When we did, it was apparent that the author had signed up for Twitter about 6 months ago, had used it for a few weeks, but then tapered off from 5-6 posts a day to maybe once or twice a week. Then, once a month, there would be a flurry of activity over 24 hours and the account would largely go silent again.
Whether it’s Twitter or any other social network, it’s not uncommon for authors (or anyone, really) to get excited about a new network, go all in, but then lose interest and stop using it. Rather than establishing a valuable presence and building meaningful relationships in a thriving online community, the account becomes a stale reminder of what could have been.
The solution? Better social media habits.

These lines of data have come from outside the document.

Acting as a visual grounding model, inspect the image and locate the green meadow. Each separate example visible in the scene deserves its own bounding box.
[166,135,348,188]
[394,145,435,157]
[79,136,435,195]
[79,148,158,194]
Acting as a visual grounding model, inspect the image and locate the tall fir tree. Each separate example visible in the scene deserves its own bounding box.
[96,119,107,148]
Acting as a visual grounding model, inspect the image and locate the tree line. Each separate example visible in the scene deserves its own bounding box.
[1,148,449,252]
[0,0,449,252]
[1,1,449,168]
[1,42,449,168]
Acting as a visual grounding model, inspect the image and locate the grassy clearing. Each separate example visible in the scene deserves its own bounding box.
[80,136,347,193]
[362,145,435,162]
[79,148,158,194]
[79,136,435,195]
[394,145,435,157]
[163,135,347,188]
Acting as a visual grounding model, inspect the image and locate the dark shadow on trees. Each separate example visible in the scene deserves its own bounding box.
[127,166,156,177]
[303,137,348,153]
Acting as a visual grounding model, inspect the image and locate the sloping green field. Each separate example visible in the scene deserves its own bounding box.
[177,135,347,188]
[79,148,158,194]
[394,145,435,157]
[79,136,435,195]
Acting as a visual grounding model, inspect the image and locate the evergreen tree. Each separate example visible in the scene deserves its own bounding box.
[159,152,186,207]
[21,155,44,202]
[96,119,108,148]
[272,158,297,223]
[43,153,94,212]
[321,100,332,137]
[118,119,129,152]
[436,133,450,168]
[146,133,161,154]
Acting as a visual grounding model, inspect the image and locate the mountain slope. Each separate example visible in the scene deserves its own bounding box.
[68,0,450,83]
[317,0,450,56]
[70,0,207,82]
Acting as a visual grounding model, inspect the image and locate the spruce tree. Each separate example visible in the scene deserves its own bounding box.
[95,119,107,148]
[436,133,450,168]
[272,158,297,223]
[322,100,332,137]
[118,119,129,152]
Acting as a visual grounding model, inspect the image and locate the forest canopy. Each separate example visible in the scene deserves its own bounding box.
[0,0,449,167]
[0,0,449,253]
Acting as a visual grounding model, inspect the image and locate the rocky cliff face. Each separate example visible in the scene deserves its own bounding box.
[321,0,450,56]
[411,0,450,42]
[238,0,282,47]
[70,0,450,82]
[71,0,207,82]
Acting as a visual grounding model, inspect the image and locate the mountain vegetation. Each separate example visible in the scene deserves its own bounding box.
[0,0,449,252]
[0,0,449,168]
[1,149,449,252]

Here are 3 ways to cultivate better social media habits:
1. Watch and listen first, then dive in. When joining a new social media network, one’s first instinct is often to start using it right away. Next time, schedule 10-15 minutes a day to just read, watch, and learn. Before diving right in, see what other people who are established on that network are doing. What do you like or not like about what they’re doing? Also, look for people you know or whose work you respect. What do they do on that network?

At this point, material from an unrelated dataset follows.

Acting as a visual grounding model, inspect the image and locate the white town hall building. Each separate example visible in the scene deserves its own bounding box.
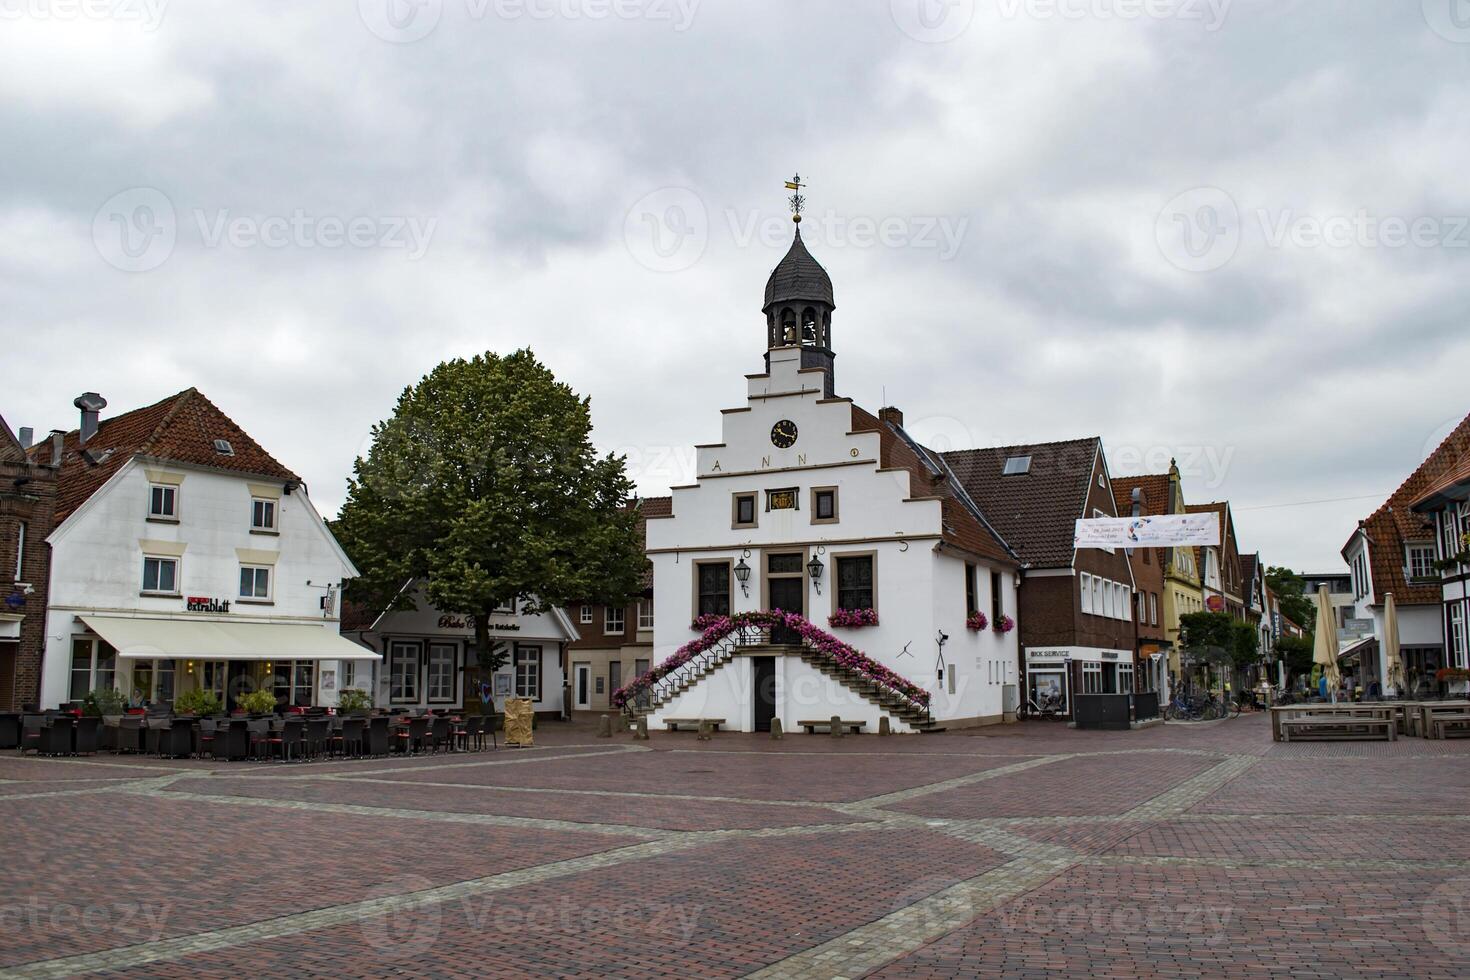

2. Start slow and build. In our excitement, it’s natural to want to dive right in and use a new network like Twitter or YouTube as much as you can. But one of the most important things about establishing yourself on a social network is creating a consistent, recognizable presence. It’s more important to spend 5-10 minutes a day and post once a day or once a week than it is to block off hours at a time and post like crazy. Start with something small that you can commit to every day (on Twitter), every week (on your blog), or every month (on YouTube). Once you’ve stuck with that for a few months and you have a sense for what’s working, gradually increase your time commitment.
3. Value relationships. When we talk about social media, we talk about making connections and building relationships. It’s a lot like starting a new exercise routine offline—it can be hard to stick with it, and having someone else there can help motivate you. Social media often works in a similar way. When you first start using Twitter, or LinkedIn, or blogging, it can help immensely to cultivate one-on-one conversations or content-sharing partnerships with other users. Having someone else who is expecting to hear from you or who supports your content with shares or comments can be a huge boost in your opening stages of use. And treating your social media account as a communication tool from the start (rather than a broadcast tool) sets you up for long-term success.
Learn what works by watching, start slow and build from there, and create relationships early. These are all foundations for building great social media habits, no matter if you are starting out with a new network this year, or rebooting on an old one.